CloudWatch attempts to retrieve data points outside your defined window. You do not have any control over this so-called evaluation range. It evaluates all of the data points in this range. If it finds one breaching data point and all other more recent data points are missing, the alarm goes to the ALARM state.

In the alarm example with a five-minute window above, the evaluation range is wide enough that it always finds the previous error. Since all other data points are missing, it ignores the “treat missing data points as good” and leaves the alarm on.

Example heartbeat alarm

Let’s look at the effect this has on another type of alarm. Imagine a process that sends a heartbeat to your system every five minutes. If you do not receive said heartbeat, something might be wrong with the process, and you may want to raise an alarm.

I’ve simulated this with a Lambda function that I invoke every five minutes, except for XX:20 and XX:25 every hour. To be notified of missing heartbeats, I have the following alarm:

Invocations <= 0 for 1 datapoints within 6 minutes

The period is 6 minutes to ensure that no matter when CloudWatch checks the window, it should find at least one heartbeat if everything is OK. The alarm is configured to treat missing data as bad. So, if there are no heartbeats in the last six minutes, CloudWatch should treat that as breaching and sound the alarm.

Does it?

The alarm does not the detect the missing heartbeats.

No, it doesn’t. This case looks similar to before. The data points it does find inside the evaluation range (but outside the period) override the missing data points.

With this configuration, we would never get notified about the missing heartbeats. How do we fix this?

Math to the rescue

CloudWatch metrics have math expresions that allow you to create new time series based on other metrics. It supports basic arithmetic functions, comparison and logical operators, and built-in functions.

One built-in function is fill, which fills in the missing values of a time series. Using the fill function, you can specify a value to use as the filler for missing values. This way, you can ensure that the time series has no missing data points and thus avoid the CloudWatch behavior regarding missing data points.

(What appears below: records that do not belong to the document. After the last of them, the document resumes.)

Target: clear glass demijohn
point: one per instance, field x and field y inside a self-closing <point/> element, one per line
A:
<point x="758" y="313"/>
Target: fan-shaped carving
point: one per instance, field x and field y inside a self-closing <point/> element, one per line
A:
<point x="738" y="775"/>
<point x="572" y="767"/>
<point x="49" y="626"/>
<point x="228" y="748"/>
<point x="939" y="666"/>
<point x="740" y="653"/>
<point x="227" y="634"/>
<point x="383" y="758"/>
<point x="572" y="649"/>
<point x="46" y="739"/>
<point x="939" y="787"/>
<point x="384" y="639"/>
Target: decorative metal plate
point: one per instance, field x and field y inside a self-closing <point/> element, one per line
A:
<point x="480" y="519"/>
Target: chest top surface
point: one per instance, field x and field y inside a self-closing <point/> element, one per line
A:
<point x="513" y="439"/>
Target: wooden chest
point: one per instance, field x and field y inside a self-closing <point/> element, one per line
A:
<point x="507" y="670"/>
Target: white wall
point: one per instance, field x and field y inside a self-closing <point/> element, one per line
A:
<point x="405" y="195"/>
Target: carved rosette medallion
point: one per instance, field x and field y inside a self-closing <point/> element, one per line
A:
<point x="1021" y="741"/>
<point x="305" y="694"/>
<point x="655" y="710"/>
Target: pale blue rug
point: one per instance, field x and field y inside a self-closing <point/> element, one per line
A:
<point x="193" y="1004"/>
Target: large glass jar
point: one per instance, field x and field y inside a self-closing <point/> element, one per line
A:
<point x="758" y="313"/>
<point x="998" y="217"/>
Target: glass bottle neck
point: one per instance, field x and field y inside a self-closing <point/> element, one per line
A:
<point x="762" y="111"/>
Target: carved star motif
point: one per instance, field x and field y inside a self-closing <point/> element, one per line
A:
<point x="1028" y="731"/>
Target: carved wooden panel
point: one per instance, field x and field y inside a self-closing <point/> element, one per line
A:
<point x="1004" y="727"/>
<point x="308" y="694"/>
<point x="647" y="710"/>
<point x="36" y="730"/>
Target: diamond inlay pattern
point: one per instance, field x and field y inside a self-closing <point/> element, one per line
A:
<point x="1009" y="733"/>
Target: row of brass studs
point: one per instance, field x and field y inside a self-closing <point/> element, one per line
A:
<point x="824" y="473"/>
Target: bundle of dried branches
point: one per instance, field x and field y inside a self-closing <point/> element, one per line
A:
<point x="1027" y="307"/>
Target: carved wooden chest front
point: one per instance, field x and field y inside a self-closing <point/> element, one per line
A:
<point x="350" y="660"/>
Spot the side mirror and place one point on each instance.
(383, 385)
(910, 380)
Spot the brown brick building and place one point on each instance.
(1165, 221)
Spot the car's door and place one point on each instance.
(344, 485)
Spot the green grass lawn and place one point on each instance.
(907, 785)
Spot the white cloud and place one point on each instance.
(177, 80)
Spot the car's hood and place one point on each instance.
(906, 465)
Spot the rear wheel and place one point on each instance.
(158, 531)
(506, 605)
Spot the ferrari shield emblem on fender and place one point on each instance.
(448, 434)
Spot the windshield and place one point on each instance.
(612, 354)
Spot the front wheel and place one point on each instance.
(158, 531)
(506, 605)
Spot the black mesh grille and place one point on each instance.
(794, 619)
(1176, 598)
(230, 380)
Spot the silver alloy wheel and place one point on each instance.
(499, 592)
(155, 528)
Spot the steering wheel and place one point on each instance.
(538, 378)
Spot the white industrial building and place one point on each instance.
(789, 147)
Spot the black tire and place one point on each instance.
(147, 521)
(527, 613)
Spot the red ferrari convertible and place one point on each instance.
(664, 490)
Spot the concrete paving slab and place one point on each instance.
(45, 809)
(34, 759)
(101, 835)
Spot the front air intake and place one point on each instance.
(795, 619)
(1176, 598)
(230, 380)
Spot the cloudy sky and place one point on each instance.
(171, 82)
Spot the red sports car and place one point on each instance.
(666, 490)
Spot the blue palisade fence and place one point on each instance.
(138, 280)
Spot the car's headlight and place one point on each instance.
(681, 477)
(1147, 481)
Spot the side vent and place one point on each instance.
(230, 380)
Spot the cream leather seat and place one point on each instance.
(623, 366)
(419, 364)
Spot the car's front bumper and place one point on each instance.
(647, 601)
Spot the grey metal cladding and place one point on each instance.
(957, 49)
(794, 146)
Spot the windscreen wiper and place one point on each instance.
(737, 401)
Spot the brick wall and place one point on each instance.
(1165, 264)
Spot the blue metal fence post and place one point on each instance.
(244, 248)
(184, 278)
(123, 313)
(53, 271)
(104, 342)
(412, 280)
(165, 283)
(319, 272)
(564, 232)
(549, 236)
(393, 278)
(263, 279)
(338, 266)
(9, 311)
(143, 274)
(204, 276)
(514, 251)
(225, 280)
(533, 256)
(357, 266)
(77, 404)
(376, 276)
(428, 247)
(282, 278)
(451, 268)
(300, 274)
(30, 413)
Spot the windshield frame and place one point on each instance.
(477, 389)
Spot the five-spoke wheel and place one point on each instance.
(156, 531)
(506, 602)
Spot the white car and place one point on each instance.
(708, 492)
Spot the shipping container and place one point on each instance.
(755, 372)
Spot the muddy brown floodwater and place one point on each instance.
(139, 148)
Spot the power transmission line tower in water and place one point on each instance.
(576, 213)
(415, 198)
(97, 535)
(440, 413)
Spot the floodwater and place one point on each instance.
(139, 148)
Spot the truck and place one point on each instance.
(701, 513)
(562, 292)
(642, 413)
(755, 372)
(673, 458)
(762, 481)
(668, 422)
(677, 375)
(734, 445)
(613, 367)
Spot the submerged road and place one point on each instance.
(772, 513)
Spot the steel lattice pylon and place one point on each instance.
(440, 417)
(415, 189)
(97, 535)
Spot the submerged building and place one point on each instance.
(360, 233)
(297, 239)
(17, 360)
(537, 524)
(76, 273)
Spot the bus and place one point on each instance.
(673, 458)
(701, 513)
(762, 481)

You can create a metric with the fill function on the metrics page by clicking on Add math > Common > Fill. In the new metric, you refer to the metric for which you want to fill in values and a default value.

For the Lambda errors metric, it could look like this:

A math expression using the fill method to create a new metric.

Improved error alarms

Let’s see how using the fill function can improve our error alarms. The alarms below use the same configuration as before, but the metric they query uses the fill function to fill missing data points with a 0 to indicate no errors.

The time spent in ALARM state now matches the period.

The alarm with a longer period now correctly toggles on and off.

Here, we can see a big difference in how snappy the alarms are. The time spent in the ALARM state closely matches the period we set for the alarm. Previously, the alarm that had a five-minute period never left the ALARM state. Now, it correctly toggles back and forth.

Improved heartbeat alarm

The example heartbeat alarm never managed to fire an alarm due to how missing data is treated. Let’s see what it looks like when the alarm instead uses a metric with the fill function, again filling empty values with 0 to indicate no invocations.

The heartbeat alarm now correctly identifies the missing heartbeats.

The alarm now correctly fires every hour when the simulated heartbeat stops.

Conclusion

Getting your alarms right can be tricky. This is especially true when the metrics you track might include missing data. Using math expressions in your metrics can save you headaches when you wonder why your alarms are never firing or are constantly stuck in the ALARM state.

Who said you’d never use math as an adult?